卒未親附而罰之則不服,不服則難用也;卒已親附而罰不行,則不可用也。故令之以文,齊之以武[33],是謂必取[34]。令素行[35]以教其民,則民服;令不素行以教其民,則民不服。令素行者,與眾相得[36]也。

士卒們還沒有親附就對他們進行懲罰,他們就不會信服,不信服就難以使用;士卒已經親附,但不執行軍紀軍法,這樣的軍隊也不能用來打仗。所以,平時要用政治道義去教育他們,用軍紀軍法去約束他們,這樣才能戰則必勝。平時能夠嚴格貫徹執行命令,管教士卒,士卒就會養成服從的習慣;平時不注意嚴格貫徹執行命令,管教士卒,士卒就不會養成服從的習慣。平時的命令能夠得到嚴格執行的,表明將領與士卒之間相互信賴、關係融洽。

[33]令之以文,齊之以武:文,在這裏指政治、道義上的德化教育;武,在這裏指治軍方麵所執行的軍紀、軍法。全句意思是說用政治、道義教育部眾,用軍紀、軍法整飭部眾。文武並濟,剛柔相兼是《孫子兵法》對治軍方法的總要求,二者相輔相成,缺一不可。它包括:第一,令之以文,愛兵和眾,將帥士卒之間形成父子兄弟般的情誼與和諧氣氛,“視卒如嬰兒,故可與之赴深溪;視卒如愛子,故可與之俱死”。對士卒的說服教育不僅要運用於戰時,更要體現在平時經常性的養成教育之中,使士卒們形成服從的風氣和對將帥的敬重擁戴之心。第二,齊之以武,信賞明罰,以健全的法製保證軍令的貫徹執行。愛護士卒不是溺愛。“厚而不能使,愛而不能令,亂而不能治,譬若驕子,不可用也。”“將弱不嚴,教道不明,吏卒無常”(《地形篇》),戰則必亂無疑。因此不可偏執一端,而要注意說服教育與嚴明軍紀二者的有機結合。

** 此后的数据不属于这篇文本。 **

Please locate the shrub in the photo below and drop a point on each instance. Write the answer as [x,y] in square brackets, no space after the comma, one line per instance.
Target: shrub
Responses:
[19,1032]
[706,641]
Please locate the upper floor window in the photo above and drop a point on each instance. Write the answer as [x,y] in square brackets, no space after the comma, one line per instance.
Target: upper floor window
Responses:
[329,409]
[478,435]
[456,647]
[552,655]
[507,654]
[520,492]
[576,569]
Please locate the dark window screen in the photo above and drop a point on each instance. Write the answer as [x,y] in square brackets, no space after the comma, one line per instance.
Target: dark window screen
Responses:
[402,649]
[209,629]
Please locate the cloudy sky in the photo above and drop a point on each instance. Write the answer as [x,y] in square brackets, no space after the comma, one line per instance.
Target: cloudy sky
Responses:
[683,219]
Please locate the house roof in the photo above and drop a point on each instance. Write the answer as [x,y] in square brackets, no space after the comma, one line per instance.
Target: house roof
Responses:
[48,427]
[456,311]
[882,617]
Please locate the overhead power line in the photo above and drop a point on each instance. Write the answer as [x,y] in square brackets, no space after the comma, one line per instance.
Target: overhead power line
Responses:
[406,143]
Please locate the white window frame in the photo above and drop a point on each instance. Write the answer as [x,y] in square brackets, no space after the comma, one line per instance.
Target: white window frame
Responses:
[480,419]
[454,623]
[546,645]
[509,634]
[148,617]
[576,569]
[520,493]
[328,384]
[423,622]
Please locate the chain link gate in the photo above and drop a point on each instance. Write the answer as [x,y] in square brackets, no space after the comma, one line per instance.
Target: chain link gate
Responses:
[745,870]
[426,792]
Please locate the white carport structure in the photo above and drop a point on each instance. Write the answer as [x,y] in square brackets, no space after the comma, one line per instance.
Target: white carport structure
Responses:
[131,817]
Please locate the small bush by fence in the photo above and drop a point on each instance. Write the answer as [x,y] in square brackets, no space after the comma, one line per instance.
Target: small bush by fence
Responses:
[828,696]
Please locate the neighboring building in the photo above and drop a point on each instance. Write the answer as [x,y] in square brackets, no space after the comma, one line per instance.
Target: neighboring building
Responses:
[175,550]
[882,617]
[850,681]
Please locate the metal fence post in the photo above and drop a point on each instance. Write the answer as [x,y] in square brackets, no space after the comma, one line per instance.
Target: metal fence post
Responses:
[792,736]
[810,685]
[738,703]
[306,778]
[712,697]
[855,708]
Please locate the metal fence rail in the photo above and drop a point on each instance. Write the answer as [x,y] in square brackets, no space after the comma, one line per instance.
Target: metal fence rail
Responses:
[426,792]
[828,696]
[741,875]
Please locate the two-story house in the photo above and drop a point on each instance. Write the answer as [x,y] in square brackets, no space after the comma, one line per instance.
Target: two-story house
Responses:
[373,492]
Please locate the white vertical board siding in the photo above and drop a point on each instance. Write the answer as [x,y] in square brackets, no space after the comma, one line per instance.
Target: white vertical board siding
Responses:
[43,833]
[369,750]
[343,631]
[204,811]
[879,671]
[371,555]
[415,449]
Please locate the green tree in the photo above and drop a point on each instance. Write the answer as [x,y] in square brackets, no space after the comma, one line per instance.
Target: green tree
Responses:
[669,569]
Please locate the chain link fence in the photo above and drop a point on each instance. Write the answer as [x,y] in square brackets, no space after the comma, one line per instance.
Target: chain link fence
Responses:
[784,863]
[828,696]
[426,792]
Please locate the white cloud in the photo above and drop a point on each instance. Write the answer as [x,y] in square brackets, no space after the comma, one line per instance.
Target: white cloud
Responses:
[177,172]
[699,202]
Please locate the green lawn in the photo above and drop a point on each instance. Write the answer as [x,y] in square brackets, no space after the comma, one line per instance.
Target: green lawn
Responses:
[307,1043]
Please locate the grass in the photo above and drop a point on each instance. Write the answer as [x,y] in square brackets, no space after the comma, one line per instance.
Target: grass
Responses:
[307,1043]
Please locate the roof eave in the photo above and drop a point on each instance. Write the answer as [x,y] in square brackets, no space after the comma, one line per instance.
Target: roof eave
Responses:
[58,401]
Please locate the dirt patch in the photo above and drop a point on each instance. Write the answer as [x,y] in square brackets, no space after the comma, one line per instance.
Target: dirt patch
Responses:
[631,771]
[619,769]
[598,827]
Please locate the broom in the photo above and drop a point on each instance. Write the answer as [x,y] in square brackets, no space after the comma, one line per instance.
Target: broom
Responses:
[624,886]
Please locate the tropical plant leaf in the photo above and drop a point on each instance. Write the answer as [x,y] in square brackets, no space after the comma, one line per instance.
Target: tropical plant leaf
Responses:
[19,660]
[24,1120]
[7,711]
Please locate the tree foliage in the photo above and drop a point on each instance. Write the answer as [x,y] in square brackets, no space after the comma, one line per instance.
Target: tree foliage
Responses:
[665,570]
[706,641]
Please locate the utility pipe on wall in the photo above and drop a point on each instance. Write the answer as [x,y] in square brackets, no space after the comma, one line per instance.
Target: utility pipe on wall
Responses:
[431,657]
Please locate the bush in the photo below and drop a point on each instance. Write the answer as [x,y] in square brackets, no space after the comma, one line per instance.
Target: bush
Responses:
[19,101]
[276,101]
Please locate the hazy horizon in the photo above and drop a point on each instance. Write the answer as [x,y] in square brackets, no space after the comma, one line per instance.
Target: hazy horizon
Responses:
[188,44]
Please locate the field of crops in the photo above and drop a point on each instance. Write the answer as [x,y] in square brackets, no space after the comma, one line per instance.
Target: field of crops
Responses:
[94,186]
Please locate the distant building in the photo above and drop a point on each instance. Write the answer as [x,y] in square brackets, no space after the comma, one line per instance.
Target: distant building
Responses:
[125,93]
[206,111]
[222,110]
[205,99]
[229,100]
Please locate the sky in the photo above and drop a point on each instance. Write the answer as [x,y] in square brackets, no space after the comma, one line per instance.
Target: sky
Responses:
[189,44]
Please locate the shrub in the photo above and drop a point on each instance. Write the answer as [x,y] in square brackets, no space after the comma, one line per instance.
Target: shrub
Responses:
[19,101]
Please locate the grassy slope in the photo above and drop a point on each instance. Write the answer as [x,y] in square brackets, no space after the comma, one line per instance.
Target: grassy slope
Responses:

這一思想比單純鞭笞殺戮的強製性方法要進步,且與崇尚“中庸”之道的中華民族文化相吻合,故幾千年來一直被兵家奉為治兵準則。古代兵書《吳子》提出的“總文武,兼剛柔”的將帥素質要求,近代兵書《曾胡治兵語錄》中蔡鍔的評語說“‘帶兵如父兄之帶子弟’一語,最為慈仁貼切。能以此存心,則古今帶兵格言,千言萬語,皆可付之一炬”,都可以看成是對這一思想的發展。

[34]必取:必定取勝。

[35]素行:就是一貫都能夠得以貫徹執行。素,一貫。

[36]與眾相得:將領與士卒之間相互信賴、關係融洽。《孫子兵法》認為,將吏愛撫士卒是凝聚軍心的重要手段,而軍隊“上下同欲”,內部和諧,是取得戰爭勝利的基礎。為此,除了國君要政治開明,具有強大的民心凝聚力外,將吏們也要把和軍愛兵作為治軍的重要內容。其要點是:第一,愛撫士卒。該書所倡導的“將之五德”之一的“仁”,就是對士卒寬厚仁慈,要“視卒如嬰兒”“視卒如愛子”,使得士卒心甘情願地“與之赴深溪”,“與之俱死”。第二,既要愛撫士卒又要令行禁止。愛兵的目的在於用兵,不能為了施恩而不約束士卒,使其成為“厚而不能使,愛而不能令,亂而不能治”(《地形篇》)的驕兵悍卒。要把道義上的感化教育與組織紀律上的嚴格軍法有機結合起來,使將吏既取得士卒擁戴,又有令出必行的威信。第三,愛撫士卒要注意方式方法。切忌在愛撫士卒之前,單憑暴虐刑罰而立威;切忌先對士卒施以暴虐,在失去軍心後又害怕部下,導致軍心動**,隊伍崩潰;切忌在士卒親附將帥後,即使違犯律條也不依法論處。對士卒的愛撫仁慈、文德教化與軍令暢通、信賞明罰要長期貫徹執行,以養成軍隊內部和諧一致、令行禁止的良好風氣。“與眾相得”是古代兵家將帥治軍的重要原則之一,許多優秀將領為團結部眾都十分關心士卒饑苦,撫傷問疾,渴不先飲,饑不先食,與普通士卒共渡危難,以振士氣、固軍心。